As a narrative-based self-expressionist, I begin by making a mental storyboard out of the saturation of imagery from films, books, real situations to overheard conversations and gossip — whatever stimulus I come into contact with. My mind seethes like a pressure cooker until it’s ready to explode and then I know it’s time to begin working. With the global political maelstrom that ensued in 2017, Scary Amerika, a title from a woodcut I had made several years before, became my immediate starting point.
The Idea by Frans Masereel is a story told in woodcuts about a man’s ‘Idea’ that takes the form of a naked woman free from corruption, delivered from the sky by a hand holding a white envelope.
Her nakedness causes social disorder and chaos. Masereel’s graphic storytelling informed my work from an early stage as I decided to work with a strong female icon at the heart of the narrative. After I made the woodcuts for the series I began to work over them. As I was listening to Lou Reed’s New York, the line ‘statue of bigotry’ came on, and my homage to Masereel was to use ‘Liberty’, a female-cartooned embodiment of La Liberté éclairant le monde, to tell a tale of a fallen ideal of a once-great symbol of freedom and ‘liberty for all’.
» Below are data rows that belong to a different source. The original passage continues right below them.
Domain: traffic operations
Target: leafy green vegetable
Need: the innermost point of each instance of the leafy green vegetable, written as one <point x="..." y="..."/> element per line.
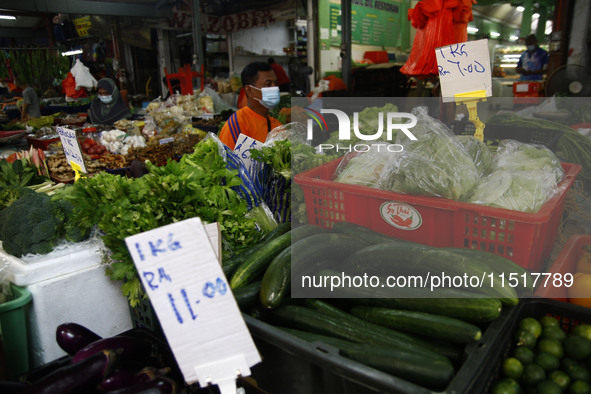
<point x="199" y="185"/>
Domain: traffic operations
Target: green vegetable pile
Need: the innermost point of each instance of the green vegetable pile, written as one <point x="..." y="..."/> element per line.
<point x="199" y="185"/>
<point x="36" y="223"/>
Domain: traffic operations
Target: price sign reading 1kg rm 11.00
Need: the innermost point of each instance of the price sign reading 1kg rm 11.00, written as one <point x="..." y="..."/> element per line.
<point x="464" y="68"/>
<point x="195" y="306"/>
<point x="71" y="147"/>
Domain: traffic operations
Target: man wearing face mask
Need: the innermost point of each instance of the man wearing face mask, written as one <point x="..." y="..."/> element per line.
<point x="533" y="62"/>
<point x="253" y="120"/>
<point x="108" y="107"/>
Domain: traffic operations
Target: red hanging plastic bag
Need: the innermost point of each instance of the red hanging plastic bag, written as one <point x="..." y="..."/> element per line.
<point x="438" y="23"/>
<point x="69" y="87"/>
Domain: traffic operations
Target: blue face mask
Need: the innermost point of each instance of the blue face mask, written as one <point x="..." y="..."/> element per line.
<point x="106" y="99"/>
<point x="270" y="96"/>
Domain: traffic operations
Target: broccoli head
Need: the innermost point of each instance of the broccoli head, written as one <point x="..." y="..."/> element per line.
<point x="10" y="194"/>
<point x="30" y="225"/>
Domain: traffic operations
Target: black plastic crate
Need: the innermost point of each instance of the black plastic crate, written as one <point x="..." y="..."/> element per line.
<point x="569" y="316"/>
<point x="494" y="132"/>
<point x="293" y="366"/>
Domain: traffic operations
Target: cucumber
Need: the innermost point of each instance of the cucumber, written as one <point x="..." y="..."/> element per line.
<point x="396" y="257"/>
<point x="256" y="263"/>
<point x="309" y="252"/>
<point x="366" y="234"/>
<point x="500" y="264"/>
<point x="427" y="372"/>
<point x="304" y="318"/>
<point x="246" y="296"/>
<point x="230" y="265"/>
<point x="452" y="352"/>
<point x="469" y="309"/>
<point x="276" y="280"/>
<point x="425" y="324"/>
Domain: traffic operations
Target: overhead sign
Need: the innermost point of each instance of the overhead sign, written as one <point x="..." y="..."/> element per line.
<point x="464" y="68"/>
<point x="195" y="306"/>
<point x="71" y="147"/>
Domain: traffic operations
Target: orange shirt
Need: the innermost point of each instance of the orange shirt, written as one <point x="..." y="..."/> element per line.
<point x="246" y="121"/>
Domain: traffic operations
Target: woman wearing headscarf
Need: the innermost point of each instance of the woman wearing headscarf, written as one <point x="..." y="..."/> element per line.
<point x="108" y="107"/>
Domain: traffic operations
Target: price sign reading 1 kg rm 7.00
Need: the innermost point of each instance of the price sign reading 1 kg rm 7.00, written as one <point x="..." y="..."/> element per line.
<point x="195" y="306"/>
<point x="71" y="147"/>
<point x="464" y="68"/>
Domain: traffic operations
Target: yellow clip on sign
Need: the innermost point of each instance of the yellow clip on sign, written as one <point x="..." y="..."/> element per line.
<point x="77" y="169"/>
<point x="471" y="100"/>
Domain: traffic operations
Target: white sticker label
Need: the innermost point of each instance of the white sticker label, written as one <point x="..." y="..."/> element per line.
<point x="195" y="306"/>
<point x="401" y="216"/>
<point x="71" y="147"/>
<point x="464" y="68"/>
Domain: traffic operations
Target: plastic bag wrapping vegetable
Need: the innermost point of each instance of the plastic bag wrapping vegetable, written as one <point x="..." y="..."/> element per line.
<point x="517" y="155"/>
<point x="248" y="190"/>
<point x="371" y="168"/>
<point x="527" y="175"/>
<point x="5" y="290"/>
<point x="436" y="164"/>
<point x="481" y="155"/>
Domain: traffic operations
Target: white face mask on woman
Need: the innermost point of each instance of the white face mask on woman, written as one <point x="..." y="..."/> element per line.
<point x="270" y="96"/>
<point x="106" y="99"/>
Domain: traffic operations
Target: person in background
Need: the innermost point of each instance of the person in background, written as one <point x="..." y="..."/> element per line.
<point x="282" y="78"/>
<point x="108" y="107"/>
<point x="30" y="108"/>
<point x="253" y="120"/>
<point x="533" y="62"/>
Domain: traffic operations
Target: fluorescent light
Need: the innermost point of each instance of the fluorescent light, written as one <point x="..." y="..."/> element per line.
<point x="74" y="52"/>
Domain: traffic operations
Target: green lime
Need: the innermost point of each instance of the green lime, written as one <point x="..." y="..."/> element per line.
<point x="547" y="361"/>
<point x="512" y="368"/>
<point x="548" y="387"/>
<point x="560" y="378"/>
<point x="577" y="347"/>
<point x="549" y="321"/>
<point x="583" y="330"/>
<point x="579" y="387"/>
<point x="525" y="338"/>
<point x="578" y="372"/>
<point x="524" y="354"/>
<point x="532" y="325"/>
<point x="506" y="386"/>
<point x="552" y="346"/>
<point x="533" y="374"/>
<point x="553" y="333"/>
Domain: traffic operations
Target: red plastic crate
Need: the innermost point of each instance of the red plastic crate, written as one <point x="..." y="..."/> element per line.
<point x="525" y="238"/>
<point x="564" y="263"/>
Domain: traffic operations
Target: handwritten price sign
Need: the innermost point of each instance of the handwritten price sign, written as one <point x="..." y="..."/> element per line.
<point x="188" y="290"/>
<point x="463" y="68"/>
<point x="71" y="147"/>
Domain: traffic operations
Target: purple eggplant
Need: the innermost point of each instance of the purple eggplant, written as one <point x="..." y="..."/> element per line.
<point x="79" y="377"/>
<point x="72" y="337"/>
<point x="132" y="348"/>
<point x="12" y="387"/>
<point x="160" y="385"/>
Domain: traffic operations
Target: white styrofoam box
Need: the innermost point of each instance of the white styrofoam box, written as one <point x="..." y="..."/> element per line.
<point x="64" y="259"/>
<point x="68" y="285"/>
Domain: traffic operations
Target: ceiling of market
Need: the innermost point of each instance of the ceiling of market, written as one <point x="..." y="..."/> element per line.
<point x="33" y="16"/>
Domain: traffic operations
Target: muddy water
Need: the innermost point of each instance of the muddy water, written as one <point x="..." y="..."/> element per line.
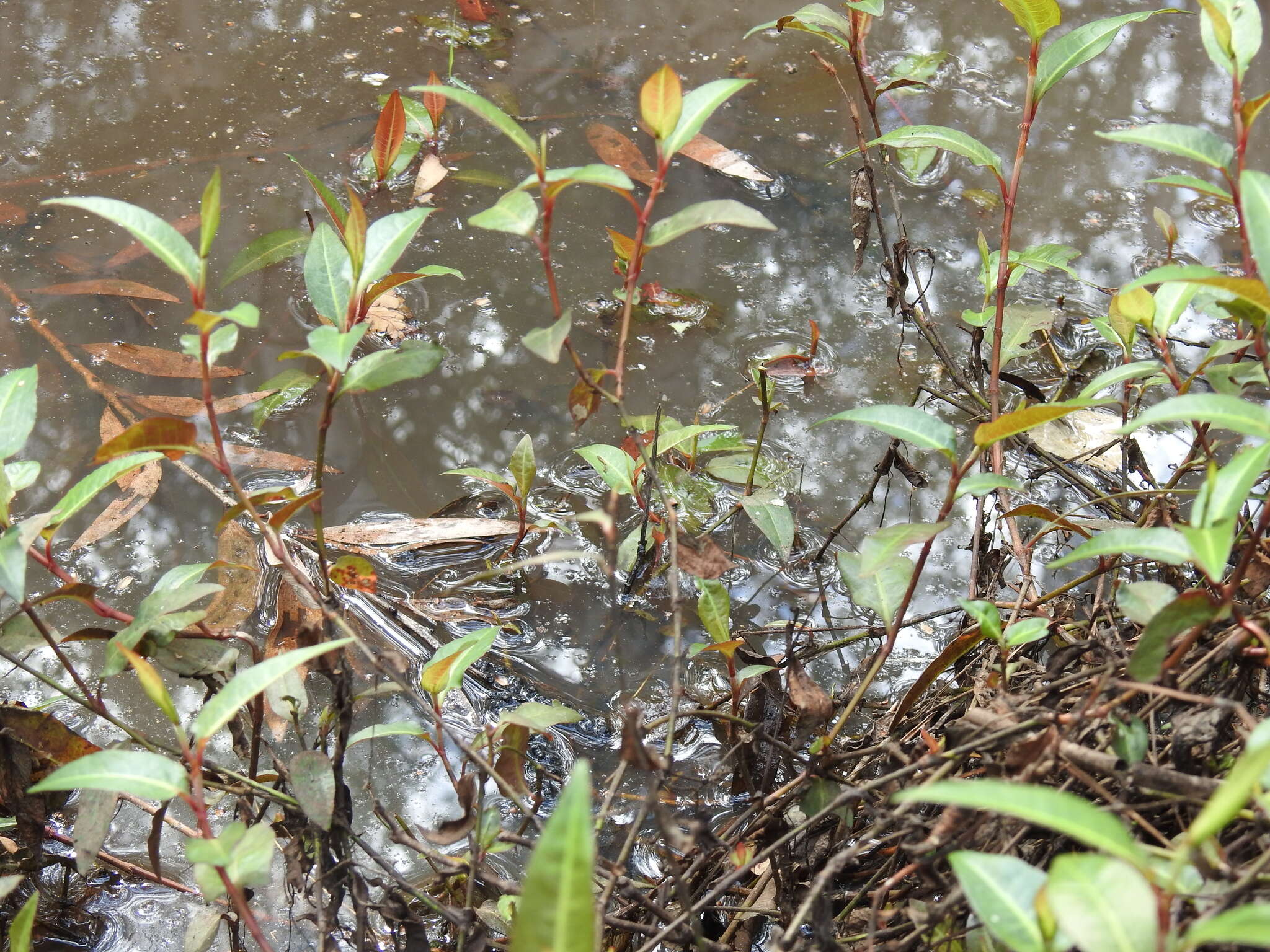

I feel well positioned in Britain, somewhere between the US and Europe, ready to transcribe human expression in all its forms into a visual language that says something, whether it’s funny and makes people laugh, or feel slightly unheimlich. Creating a feeling of unease is a key element in my work.
Multicultural UK is a society where humour is an essential undercurrent and has added an element to my work celebrating an island of Hogarth, The Sex Pistols, the ludicrous royal family, the brilliant writers, poets, scientists, music... I’m in my studio ready to tell it all.